Perché alcune persone con marcatori cerebrali di Alzheimer non hanno demenzaL'amiloide si interpone nello spazio tra due neuroni chiamato sinapsi, impedisce il passaggio di neurotrasmettitori e blocca la comunicazione. (Fonte: Mohamed Kamar/SlideShare)

Un nuovo studio condotto all'Università del Texas di Galveston ha scoperto perché alcune persone che hanno marcatori cerebrali dell'Alzheimer non sviluppano mai la classica demenza come capita agli altri. Lo studio è ora disponibile sul Journal of Alzheimer's Disease.


Il morbo di Alzheimer (MA), la forma più comune di demenza, colpisce più di 5 milioni di americani. Le persone che soffrono di MA sviluppano un accumulo di due proteine ​​che compromettono le comunicazioni tra le cellule nervose nel cervello: placche composte di proteine amiloide-beta e grovigli neurofibrillari fatti di proteine ​​tau.
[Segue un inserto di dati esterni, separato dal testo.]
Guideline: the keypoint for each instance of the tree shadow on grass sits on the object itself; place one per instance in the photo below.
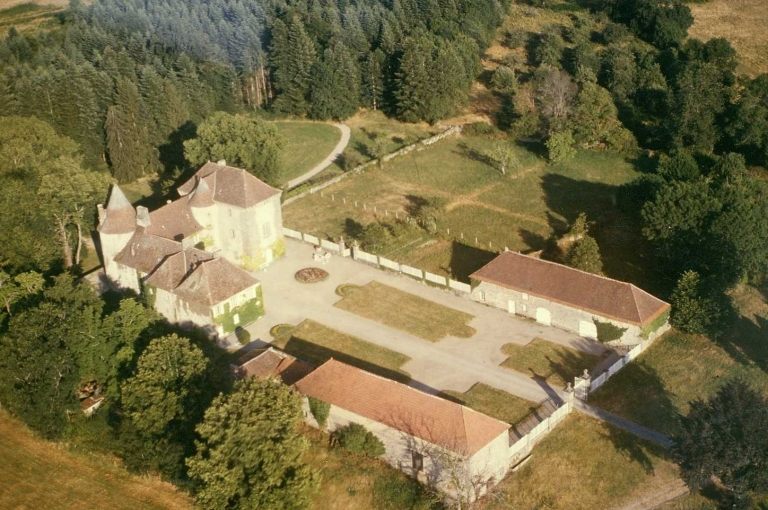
(316, 355)
(466, 259)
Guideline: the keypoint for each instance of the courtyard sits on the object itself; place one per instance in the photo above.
(432, 358)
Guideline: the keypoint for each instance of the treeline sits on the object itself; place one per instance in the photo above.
(129, 80)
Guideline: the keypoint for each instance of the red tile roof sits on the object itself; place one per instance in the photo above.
(214, 281)
(401, 407)
(272, 363)
(173, 221)
(230, 185)
(592, 293)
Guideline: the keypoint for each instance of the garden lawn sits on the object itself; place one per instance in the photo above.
(306, 144)
(353, 482)
(551, 362)
(584, 464)
(493, 402)
(315, 343)
(680, 368)
(481, 208)
(35, 473)
(405, 311)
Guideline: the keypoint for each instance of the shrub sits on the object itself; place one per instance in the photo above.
(560, 147)
(356, 439)
(607, 332)
(320, 410)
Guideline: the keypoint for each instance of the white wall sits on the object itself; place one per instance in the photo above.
(562, 316)
(489, 464)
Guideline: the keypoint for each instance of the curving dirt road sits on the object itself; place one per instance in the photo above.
(328, 161)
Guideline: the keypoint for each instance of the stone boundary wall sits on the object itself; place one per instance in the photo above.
(420, 145)
(598, 381)
(525, 444)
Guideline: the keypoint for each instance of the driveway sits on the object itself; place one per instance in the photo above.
(328, 161)
(449, 364)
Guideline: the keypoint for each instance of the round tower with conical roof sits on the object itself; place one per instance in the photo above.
(117, 223)
(203, 209)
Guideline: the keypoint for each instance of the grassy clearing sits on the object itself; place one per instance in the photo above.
(315, 343)
(584, 464)
(680, 368)
(545, 360)
(351, 482)
(493, 402)
(38, 474)
(407, 312)
(520, 211)
(742, 22)
(306, 145)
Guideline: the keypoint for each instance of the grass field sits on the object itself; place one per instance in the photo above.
(521, 210)
(493, 402)
(680, 368)
(584, 465)
(405, 311)
(742, 22)
(306, 145)
(315, 343)
(554, 363)
(38, 474)
(352, 482)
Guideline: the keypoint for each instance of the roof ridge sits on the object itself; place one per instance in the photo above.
(566, 266)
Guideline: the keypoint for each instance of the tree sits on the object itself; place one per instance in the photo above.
(560, 147)
(691, 311)
(336, 89)
(161, 395)
(725, 437)
(584, 254)
(503, 157)
(555, 92)
(130, 151)
(242, 140)
(250, 450)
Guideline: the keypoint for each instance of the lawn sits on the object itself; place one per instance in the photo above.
(481, 208)
(554, 363)
(584, 464)
(742, 22)
(305, 145)
(352, 482)
(405, 311)
(315, 343)
(493, 402)
(39, 474)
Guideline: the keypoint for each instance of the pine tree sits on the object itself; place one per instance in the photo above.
(131, 154)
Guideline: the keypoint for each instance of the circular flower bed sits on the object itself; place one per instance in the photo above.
(311, 275)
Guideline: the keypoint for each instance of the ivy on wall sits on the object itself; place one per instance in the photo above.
(246, 313)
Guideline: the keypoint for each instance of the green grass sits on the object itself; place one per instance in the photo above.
(38, 474)
(493, 402)
(552, 362)
(407, 312)
(353, 482)
(306, 144)
(315, 343)
(521, 210)
(583, 465)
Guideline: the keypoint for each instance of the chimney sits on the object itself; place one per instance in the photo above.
(142, 216)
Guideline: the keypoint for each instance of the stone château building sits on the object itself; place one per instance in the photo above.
(192, 256)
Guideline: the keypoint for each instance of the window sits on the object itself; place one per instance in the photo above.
(417, 461)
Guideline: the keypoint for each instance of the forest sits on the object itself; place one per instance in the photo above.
(114, 88)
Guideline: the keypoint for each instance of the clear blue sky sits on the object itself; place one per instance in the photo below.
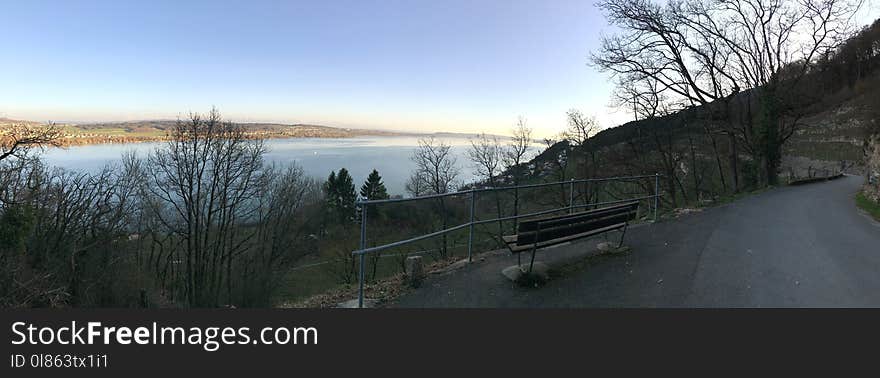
(418, 65)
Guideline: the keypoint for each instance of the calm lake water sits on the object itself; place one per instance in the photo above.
(391, 156)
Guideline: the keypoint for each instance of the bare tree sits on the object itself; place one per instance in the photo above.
(205, 178)
(697, 52)
(436, 167)
(17, 139)
(486, 153)
(515, 154)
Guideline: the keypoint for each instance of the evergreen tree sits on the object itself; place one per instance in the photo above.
(340, 195)
(374, 188)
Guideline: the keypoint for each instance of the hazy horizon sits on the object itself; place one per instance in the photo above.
(457, 66)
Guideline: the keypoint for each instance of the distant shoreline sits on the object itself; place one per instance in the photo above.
(158, 131)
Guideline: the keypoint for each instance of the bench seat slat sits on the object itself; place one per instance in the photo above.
(516, 248)
(575, 227)
(532, 224)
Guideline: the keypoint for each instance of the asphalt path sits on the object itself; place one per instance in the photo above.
(800, 246)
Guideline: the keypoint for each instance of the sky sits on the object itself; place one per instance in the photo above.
(451, 65)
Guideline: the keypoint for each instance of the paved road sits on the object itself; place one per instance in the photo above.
(802, 246)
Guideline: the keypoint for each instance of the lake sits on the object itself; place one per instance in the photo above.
(391, 156)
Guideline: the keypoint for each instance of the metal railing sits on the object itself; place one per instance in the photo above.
(362, 204)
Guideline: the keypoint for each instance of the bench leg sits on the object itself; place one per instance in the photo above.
(532, 263)
(622, 234)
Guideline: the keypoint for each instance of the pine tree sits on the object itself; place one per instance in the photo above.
(340, 195)
(374, 188)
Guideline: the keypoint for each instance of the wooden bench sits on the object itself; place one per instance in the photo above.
(546, 231)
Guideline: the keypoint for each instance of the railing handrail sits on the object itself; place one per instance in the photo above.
(363, 251)
(497, 188)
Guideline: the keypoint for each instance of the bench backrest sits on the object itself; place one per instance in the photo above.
(570, 224)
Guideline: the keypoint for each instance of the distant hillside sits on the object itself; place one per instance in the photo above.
(157, 130)
(837, 105)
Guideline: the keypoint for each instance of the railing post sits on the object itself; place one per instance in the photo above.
(363, 258)
(471, 228)
(656, 194)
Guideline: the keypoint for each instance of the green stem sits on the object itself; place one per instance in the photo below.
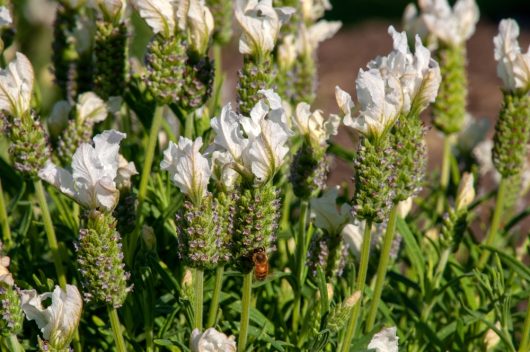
(13, 344)
(50, 233)
(116, 329)
(438, 274)
(245, 312)
(198, 281)
(300, 262)
(189, 125)
(214, 305)
(359, 286)
(144, 178)
(444, 176)
(382, 267)
(525, 338)
(4, 220)
(495, 222)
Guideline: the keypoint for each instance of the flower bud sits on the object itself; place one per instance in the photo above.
(58, 322)
(466, 192)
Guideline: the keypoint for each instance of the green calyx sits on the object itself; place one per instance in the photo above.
(165, 61)
(449, 109)
(100, 261)
(309, 171)
(256, 222)
(511, 134)
(222, 15)
(197, 83)
(374, 179)
(10, 310)
(410, 152)
(202, 236)
(255, 75)
(29, 144)
(110, 52)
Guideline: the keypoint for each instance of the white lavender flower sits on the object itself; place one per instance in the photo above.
(452, 26)
(57, 322)
(313, 126)
(513, 66)
(92, 183)
(327, 216)
(16, 86)
(261, 25)
(392, 84)
(385, 341)
(211, 340)
(189, 170)
(255, 146)
(312, 10)
(5, 275)
(466, 192)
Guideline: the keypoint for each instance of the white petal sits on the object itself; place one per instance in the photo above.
(58, 177)
(91, 107)
(385, 341)
(158, 14)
Curiosamente [e fortunatamente] non tutte le persone con questi segni di MA mostrano un declino cognitivo durante la loro vita. La domanda è ora: cosa distingue queste persone da quelle con le stesse placche e grovigli che sviluppano la caratteristica demenza?


Giulio Taglialatela, direttore del Mitchell Center for Neurodegenerative Diseases, ha dichiarato:

"In studi precedenti, abbiamo scoperto che, anche se persone senza demenza con neuropatologia del MA avevano placche amiloidi e grovigli neurofibrillari proprio come le persone con demenza, le proteine ​​tossiche amiloide-beta e tau non si accumulavano sulle sinapsi, il punto di comunicazione tra le cellule nervose.

"Quando le cellule nervose non possono comunicare a causa dell'accumulo di queste proteine ​​tossiche che interrompono la sinapsi, il pensiero e la memoria vengono compromessi. La domanda chiave successiva è stata quindi cosa rende le sinapsi di questi individui resilienti capaci di rifiutare il legame disfunzionale di amiloide-beta e tau?"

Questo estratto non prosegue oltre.